Мишка кряхтя, откалывал ломом огромные земляные глыбы Мы с Гавриком едва успевали их выгребать.
Скоро в сарай вошли Андрей, Иван Васильевич и Васька. Они тащили ящик, сколоченный из грязных, необструганных досок. Гаврик выбросил еще несколько лопат земли и молча вылез из ямы. Мы осторожно разворотили огромную кучу соломы, наваленную у задней стены, вытащили оттуда винтовки и уложили их в ящик.
– Эх, вот Порфирий рад будет! Вот похвалит! «Ну и ребята!» – скажет, – повторял Васька, похлопывая рукой по крышке гробика.
Андрей молча вытащил из кармана пару гвоздиков и молоток и легонько заколотил крышку.
– Прямо, будто человека хороним, – сказал Володька Гарбузов.

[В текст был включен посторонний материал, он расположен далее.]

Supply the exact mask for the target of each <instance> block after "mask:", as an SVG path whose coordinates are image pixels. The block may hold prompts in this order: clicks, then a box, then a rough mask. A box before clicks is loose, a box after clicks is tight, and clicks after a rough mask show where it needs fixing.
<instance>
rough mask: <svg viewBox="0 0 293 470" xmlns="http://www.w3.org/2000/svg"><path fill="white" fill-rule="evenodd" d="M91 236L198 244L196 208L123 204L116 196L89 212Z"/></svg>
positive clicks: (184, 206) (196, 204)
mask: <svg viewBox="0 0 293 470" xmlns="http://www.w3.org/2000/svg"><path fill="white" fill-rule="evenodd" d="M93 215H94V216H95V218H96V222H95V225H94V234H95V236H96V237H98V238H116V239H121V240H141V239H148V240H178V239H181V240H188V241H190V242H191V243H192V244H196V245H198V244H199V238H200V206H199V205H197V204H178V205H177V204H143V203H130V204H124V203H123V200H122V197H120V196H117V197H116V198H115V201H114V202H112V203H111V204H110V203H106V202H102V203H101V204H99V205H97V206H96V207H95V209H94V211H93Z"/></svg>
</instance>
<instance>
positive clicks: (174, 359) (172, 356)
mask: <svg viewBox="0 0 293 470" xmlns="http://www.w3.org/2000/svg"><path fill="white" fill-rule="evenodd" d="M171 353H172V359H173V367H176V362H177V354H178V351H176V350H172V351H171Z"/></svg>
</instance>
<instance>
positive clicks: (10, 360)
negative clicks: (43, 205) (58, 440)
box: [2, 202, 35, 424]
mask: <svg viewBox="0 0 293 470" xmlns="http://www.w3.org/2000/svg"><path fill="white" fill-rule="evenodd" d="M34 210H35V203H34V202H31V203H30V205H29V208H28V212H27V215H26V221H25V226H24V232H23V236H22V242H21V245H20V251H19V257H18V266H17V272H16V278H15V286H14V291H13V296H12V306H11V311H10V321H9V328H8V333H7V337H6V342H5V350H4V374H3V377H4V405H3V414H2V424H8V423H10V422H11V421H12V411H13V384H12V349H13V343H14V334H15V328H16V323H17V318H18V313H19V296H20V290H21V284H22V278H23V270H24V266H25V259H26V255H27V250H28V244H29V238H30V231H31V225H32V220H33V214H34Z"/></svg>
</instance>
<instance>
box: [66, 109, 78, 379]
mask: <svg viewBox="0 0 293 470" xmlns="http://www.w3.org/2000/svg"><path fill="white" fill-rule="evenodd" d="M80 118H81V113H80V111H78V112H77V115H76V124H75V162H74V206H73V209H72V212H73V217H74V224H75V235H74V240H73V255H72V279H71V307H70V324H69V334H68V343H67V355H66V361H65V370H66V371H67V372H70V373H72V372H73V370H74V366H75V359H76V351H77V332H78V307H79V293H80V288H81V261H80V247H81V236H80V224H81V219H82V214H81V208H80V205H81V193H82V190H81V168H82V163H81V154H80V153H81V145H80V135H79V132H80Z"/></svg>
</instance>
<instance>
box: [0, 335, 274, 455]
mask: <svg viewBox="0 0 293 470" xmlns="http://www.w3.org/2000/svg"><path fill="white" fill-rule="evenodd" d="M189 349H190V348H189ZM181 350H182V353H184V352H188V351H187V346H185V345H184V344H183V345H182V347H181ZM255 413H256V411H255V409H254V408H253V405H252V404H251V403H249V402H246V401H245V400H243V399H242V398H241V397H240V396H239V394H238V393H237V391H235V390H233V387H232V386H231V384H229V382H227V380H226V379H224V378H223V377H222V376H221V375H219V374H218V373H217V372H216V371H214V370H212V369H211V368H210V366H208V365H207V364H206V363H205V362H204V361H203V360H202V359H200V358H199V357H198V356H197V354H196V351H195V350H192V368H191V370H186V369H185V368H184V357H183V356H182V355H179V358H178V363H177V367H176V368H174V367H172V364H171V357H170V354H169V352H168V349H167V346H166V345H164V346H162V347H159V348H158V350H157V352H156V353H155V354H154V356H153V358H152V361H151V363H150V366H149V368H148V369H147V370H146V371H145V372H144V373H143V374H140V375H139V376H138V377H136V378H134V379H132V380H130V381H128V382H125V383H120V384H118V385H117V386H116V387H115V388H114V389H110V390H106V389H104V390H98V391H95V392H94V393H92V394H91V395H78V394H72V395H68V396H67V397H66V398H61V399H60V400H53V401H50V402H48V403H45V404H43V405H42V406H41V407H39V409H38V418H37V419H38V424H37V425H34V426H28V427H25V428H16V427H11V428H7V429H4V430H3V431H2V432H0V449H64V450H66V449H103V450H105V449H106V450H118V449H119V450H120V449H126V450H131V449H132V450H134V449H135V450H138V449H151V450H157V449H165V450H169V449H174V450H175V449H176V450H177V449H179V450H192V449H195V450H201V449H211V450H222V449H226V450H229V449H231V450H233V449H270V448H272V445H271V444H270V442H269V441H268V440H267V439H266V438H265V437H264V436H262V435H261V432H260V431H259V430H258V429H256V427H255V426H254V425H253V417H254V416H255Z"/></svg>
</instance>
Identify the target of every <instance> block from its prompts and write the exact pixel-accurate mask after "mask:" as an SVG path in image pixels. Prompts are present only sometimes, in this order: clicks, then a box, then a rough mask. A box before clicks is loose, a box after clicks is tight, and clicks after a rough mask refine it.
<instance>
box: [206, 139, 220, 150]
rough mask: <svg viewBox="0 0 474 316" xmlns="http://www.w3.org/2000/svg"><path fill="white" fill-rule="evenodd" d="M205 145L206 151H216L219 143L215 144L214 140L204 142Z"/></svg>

Все вместе мы подняли ящик, нагруженный винтовками, и опустили в яму. Потом засыпали землей и сверху настелили дощатый пол. Васькин сарай был опять в порядке.
– Ну, теперь мы с Гришкой и с Васькой к Порфирию, – сказал Андрей.
– Айда! – крикнул Васька и захлопнул дверь сарая.
Мы полезли на сеновал. Там было душно от сырого, прогнившего сена. Андрей не сразу переступил порог. Он потоптался на площадке, заглянул внутрь и только потом шагнул.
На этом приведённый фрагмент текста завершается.